11.BÖLÜM

22 3 8
                                    

Medya: Mert Kaya

Meral'in anlatımıyla*

Atölyeye gittiğimde gördüğüm şeye her ne kadar inanmak istemesem de gerçekti. Mert delirmiş bir şekilde sarhoş olan Sarp'a yumruklar savuruyordu.

Ne yapacağımı bilmeden öylece duruyor ve onları izliyordum. Aklıma Fatih'i arayıp haber vermek geldi. Ellerim titreyerek rehberden numarayı bulup aradım.

"Alo?"
"Acilen buraya gelmeniz lazım!"
"Niye?"
"Mert burda ve galiba cinnet geçiriyo!"
"Nerdesin?"
"Atölyede."

Yine suratıma kapadı. Ama şu an onu dert edinenemeyecek durumdaydım.

Mert geri çekilip arkasını döndüğünde beni görüp gülümsedi. Ayakta zar zor duruyordu. Yoksa o da mı sarhoş?

Yere yığılır gibi oturduğunda yanına gittim. Giderken seslendim ama duymuyor gibiydi sanki.

"Mert, duyuyor musun beni?"
"Evet."

Sesi fısıltı gibi çıkmıştı. Yanına çömeldiğimde bayılmıştı. Belki kendine gelir diye bir iki kez vurdum ama nafileydi.

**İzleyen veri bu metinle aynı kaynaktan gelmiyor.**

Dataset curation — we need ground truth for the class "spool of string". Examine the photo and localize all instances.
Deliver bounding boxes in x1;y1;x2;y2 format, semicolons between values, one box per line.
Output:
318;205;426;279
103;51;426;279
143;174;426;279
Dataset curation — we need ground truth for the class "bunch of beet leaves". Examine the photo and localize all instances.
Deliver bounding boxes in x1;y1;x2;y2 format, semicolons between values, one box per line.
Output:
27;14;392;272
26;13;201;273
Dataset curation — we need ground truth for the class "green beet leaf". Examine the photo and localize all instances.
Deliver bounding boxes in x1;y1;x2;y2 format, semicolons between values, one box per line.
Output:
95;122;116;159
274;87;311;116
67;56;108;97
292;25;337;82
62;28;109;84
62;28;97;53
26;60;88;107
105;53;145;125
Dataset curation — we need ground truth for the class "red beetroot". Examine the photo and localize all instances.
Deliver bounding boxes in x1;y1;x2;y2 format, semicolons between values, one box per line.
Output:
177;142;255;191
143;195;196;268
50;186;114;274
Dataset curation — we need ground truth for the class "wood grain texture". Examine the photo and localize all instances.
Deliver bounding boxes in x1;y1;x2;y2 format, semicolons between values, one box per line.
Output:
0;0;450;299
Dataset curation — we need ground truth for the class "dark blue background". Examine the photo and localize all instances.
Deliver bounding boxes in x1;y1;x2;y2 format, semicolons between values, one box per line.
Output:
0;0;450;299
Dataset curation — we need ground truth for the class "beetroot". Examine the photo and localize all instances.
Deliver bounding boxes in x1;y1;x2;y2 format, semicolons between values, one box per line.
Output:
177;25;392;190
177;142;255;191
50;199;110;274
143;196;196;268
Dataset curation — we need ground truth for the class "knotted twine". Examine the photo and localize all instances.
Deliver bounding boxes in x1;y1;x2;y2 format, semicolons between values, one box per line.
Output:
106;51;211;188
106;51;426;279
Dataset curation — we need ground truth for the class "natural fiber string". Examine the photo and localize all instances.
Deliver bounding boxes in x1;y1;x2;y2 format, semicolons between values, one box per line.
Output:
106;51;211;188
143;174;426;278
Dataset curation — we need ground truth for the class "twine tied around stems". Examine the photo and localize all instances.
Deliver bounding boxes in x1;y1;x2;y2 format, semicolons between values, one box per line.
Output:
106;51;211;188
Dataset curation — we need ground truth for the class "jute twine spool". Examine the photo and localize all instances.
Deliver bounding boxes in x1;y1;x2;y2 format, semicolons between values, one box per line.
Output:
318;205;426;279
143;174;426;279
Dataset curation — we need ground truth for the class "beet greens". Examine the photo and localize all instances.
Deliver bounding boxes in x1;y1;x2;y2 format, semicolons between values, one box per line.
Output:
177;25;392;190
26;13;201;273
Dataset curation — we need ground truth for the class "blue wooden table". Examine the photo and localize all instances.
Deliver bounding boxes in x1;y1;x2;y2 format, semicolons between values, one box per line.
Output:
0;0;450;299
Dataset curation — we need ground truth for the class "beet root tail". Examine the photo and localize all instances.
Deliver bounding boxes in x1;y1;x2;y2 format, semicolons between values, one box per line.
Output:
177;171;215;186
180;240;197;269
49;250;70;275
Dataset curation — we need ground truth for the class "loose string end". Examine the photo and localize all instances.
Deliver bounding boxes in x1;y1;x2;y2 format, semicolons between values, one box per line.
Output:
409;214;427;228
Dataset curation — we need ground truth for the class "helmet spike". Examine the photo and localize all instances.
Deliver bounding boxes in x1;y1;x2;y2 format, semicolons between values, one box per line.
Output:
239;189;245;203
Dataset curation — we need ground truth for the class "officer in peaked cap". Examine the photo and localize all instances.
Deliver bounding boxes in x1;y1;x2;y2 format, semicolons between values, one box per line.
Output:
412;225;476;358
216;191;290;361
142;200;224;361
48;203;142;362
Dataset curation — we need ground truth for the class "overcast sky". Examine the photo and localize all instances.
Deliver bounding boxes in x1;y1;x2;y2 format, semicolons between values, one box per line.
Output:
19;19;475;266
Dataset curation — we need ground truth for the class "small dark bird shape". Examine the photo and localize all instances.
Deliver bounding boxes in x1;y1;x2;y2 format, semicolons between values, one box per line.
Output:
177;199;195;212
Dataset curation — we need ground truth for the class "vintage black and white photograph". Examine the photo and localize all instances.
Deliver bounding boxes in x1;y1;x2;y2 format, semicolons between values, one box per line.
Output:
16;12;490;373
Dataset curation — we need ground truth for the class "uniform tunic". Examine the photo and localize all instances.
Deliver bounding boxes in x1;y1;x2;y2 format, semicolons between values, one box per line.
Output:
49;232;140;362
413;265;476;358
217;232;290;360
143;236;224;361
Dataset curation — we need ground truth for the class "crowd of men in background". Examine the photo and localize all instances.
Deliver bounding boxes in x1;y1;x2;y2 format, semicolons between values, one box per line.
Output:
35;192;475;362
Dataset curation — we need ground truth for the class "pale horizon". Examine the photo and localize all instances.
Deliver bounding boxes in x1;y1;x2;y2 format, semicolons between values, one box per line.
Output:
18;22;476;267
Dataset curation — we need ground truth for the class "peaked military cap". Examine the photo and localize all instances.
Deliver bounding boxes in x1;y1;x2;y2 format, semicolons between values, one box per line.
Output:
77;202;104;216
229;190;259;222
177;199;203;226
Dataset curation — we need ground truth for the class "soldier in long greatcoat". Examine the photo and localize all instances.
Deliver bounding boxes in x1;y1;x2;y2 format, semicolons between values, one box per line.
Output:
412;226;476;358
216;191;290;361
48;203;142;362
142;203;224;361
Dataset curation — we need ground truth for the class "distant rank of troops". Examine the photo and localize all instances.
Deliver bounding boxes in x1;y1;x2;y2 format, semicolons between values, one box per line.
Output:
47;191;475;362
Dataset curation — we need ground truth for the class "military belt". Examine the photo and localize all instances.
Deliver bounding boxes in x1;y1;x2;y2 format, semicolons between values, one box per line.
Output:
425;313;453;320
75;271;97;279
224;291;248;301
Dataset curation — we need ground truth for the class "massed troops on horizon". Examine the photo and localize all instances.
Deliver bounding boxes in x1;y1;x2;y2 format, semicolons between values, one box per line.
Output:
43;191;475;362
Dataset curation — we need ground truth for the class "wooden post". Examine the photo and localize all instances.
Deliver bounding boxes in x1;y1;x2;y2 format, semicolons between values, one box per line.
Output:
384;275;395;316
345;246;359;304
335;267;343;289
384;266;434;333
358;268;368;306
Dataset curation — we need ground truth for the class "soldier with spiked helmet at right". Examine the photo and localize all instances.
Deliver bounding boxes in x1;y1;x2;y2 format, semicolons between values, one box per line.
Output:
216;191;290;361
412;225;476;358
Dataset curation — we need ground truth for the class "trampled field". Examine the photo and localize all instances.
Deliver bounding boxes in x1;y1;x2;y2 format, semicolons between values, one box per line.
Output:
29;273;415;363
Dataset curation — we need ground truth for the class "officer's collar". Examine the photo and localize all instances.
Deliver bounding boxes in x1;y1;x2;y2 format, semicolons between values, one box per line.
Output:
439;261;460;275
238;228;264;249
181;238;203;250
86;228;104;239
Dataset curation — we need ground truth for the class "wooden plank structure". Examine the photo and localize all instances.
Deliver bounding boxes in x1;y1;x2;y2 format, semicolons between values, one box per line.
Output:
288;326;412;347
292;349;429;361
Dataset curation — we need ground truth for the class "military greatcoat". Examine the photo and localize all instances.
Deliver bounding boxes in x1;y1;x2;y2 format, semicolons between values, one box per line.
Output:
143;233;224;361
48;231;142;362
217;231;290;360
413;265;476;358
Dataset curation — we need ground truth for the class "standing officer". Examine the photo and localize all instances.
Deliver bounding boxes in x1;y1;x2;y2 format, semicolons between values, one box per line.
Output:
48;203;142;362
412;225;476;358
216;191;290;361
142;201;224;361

Onu orada bırakıp Sarp'ın yanına gittim. Bu çocuk ne hakla daha buraya geliyordu ki?

"Napıyorsun burda?"
"Seni bekliyorum güzelim" ağzını yayarak konuşuyordu.
"Sabah sabah niye bu kadar içip sarhoş oldun? Ya da niye direkt buraya geldin?"
"Dedim ya, seni görcem."
"Gördün işte, şimdi siktir git."
"Ama güzelim, sen bana yetmiyon ki!"

Güzelim dedikçe daha da sinir oluyordum.

"Ben senin güzelin değilim demedim mi sana?"
"Ah, neden ama!?" bir çocuk gibi dudak büzüyordu. Sinirden yüzüne bir tokat attım.
"Ah, yeter ama! Bi o lavuk bi sen!"

Cidden sağlam dövmüştü Mert. Kaşı patlamış, gözü morarmıştı.

"Çok güzel yapmış, ellerine sağlık."
"İnsan arkadaşını bu kadar çabuk satar mı be!?"

Ben Sarp'la uğraşırken atölyenin önünde bir araba durdu. İçinden Ufuk, Fatih ve tanımadığım biri indi.

Bana hiç bakmadan direkt Mert'in başına koştular. Ben de Sarp'ı kendi haline bırakıp onların yanına gittim. Ufuk telaşlı bir şekilde Mert'i ayıltmaya çalışıyordu.

"Meral ne oldu burda?"
"Bilmiyorum, geldiğimde ikisi kavga ediyordu, sonra Mert bayıldı birden."
"Tamam." sonra diğerlerine döndü "Hadi yardım edin de arabaya taşıyalım."

Mert'i kollarından ve bacaklarından tutup arabaya taşıdılar. Ben, Mert ve kim olduğunu bilmediğim kişi arka koltukta; Ufuk şoför koltuğunda, Fatih de ön koltukta oturmuş tahminimce hastaneye gidiyorduk.

Biraz gittikten sonra bir kliniğin önünde durduk. Benimle arka koltukta giden kişi arabadan indi ve içeri dalıp dışarı bir hemşire ve sedyeyle beraber çıktı.

Onun çıktığını görünce Fatih ve Ufuk da Mert'i alıp sedyeye yatırdılar.

"Ne oldu?"

Bu sefer de hemşireye her şeyi dün geceden itibaren olduğu gibi anlattım.

"Peki o aralıkta nereye gitmiş olabilir?"
"Bilmiyorum"
"Aslında, babasının yanına gitmiş olabilir."
"Siz hastanın nesi oluyordunuz?"
"Ben kuzeniyim."
"Peki, hastayı şimdi muayeneye alacaklar. Ayılana kadar pek bir şey yapamayız, mecburen ayılmasını bekleyeceğiz."

Hemşire gittikten sonra dev kadromuzla beraber öylece beklemeye başladık.

"Meral"
"Evet?"
"Sen Sarp'la ne konuşuyordun?"
"Siktirip gitmesini söylüyordum. Napıcan?"
"Hiç, merak ettim."
"Bir şey sorucam, Mert'e tam olarak noluyo, biriniz anlatabilir mi?"